The findings challenge the World Trade Organization’s more optimistic forecast of 2.6 percent trade growth in 2027, suggesting that price instability itself—disrupting shipping contracts, inventories, and consumer confidence—is more damaging to trade than the absolute price level.
Volatility More Damaging Than Price
The key conclusion from the GTA analysis is that for global trade, instability in oil prices is far more destructive than the absolute price. "A world of expensive-but-stable oil prices is less damaging to trade than a world of volatile oil prices," the report states.
While sustained high prices increase costs for manufacturing-led economies like Japan and the Eurozone, they also boost revenues for commodity-exporting nations, creating a partial offset. Price volatility, however, introduces broader systemic friction. The report notes that sharp price swings force the renegotiation of shipping contracts, lead to the unplanned drawdown of inventories, and damage consumer confidence in major markets.

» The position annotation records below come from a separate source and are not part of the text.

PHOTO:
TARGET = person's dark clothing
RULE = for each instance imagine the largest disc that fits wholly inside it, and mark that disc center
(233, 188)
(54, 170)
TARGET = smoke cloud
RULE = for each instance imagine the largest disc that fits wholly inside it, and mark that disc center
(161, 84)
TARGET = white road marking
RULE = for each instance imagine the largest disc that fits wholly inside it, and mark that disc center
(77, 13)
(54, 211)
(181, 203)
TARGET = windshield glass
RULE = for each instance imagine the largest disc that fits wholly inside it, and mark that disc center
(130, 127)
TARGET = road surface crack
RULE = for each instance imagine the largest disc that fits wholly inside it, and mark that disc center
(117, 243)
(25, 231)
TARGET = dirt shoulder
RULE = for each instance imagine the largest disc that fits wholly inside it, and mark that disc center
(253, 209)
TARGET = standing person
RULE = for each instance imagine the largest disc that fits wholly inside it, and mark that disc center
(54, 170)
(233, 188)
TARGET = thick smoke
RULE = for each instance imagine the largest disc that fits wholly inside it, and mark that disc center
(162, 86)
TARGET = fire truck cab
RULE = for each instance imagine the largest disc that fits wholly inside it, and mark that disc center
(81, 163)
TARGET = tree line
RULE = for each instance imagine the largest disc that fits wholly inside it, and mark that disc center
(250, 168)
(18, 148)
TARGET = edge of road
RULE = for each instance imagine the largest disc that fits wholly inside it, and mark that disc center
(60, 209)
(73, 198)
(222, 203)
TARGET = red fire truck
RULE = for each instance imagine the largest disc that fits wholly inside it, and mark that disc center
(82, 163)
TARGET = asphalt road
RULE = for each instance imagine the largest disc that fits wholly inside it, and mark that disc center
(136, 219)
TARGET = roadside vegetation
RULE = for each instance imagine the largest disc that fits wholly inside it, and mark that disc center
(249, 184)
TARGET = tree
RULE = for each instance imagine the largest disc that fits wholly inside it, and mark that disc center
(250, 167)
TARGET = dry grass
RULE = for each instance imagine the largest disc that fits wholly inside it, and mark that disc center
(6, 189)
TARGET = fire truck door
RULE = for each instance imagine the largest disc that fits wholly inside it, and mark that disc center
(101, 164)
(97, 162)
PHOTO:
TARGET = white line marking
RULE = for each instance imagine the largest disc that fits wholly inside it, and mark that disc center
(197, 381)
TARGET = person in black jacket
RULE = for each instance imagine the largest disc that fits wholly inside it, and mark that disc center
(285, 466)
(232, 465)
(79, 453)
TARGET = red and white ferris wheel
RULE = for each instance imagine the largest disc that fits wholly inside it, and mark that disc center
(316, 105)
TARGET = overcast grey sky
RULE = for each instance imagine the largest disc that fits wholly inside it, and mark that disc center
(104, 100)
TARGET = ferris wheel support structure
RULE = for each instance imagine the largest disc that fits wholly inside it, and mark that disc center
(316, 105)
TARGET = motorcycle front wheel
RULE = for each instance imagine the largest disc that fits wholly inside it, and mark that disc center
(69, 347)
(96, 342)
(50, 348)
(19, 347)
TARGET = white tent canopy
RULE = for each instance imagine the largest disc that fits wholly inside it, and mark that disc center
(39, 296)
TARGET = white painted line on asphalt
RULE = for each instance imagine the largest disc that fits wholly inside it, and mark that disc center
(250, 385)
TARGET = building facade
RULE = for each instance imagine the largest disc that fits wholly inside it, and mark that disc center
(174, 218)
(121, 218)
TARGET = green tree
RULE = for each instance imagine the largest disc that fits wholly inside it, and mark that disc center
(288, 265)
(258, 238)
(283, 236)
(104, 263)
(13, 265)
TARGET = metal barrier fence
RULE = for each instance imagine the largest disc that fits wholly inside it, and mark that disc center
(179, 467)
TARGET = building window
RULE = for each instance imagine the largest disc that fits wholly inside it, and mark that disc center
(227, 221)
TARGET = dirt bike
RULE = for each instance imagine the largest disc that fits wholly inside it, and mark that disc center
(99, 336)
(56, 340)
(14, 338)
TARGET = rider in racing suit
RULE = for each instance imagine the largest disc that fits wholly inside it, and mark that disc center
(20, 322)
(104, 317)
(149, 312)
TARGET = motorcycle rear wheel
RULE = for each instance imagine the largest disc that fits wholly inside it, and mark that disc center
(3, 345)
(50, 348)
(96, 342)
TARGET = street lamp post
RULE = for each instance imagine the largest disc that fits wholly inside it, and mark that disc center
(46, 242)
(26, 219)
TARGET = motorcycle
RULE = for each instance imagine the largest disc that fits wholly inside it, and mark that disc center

These effects gradually ripple through trade data over several months.
GTA's baseline model, which assumes the current volatility track continues, projects a 1.75 percentage point reduction in global trade growth by the end of 2027. A less severe scenario, comparable to the energy crisis following the conflict in Ukraine, still implies a 1.1 percentage point drag.
Africa, Middle East to Suffer Most
Under the most severe scenario modeled by GTA, which mirrors the commodity price collapse of 2008, Africa and the Middle East would be the hardest-hit regions, with trade growth falling by more than eight percentage points.
China’s trade growth would see a negative impact of nearly three percentage points, roughly triple the effect on the United States. Japan and the Eurozone also face significant pressure on their trade growth. In contrast, emerging Asian economies and Latin America have not yet shown significant impacts in the model.
Geopolitical Tensions Keep Market on Edge
The price volatility reflects deep uncertainty surrounding the Strait of Hormuz, a chokepoint for nearly 20 percent of the world's daily oil and gas supply. Iran blocked the strait after the U.S. and Israel launched strikes on Feb. 28, and a U.S. counter-blockade of Iranian ports has kept tensions high.
"Further escalation and any attacks on energy infrastructure could force benchmarks to gain rapidly," said Janiv Shah, vice president of oil markets at Rystad Energy.
While the U.S. Navy has begun escorting some vessels through the strait, helping to ease immediate supply fears and causing prices to retreat slightly from their peaks, the situation remains fragile. Vandana Hari, founder of energy market analysis firm Vanda Insights, said oil prices have “nowhere to go but up” until a full reopening of the strait is in sight.
This article is for informational purposes only and does not constitute investment advice.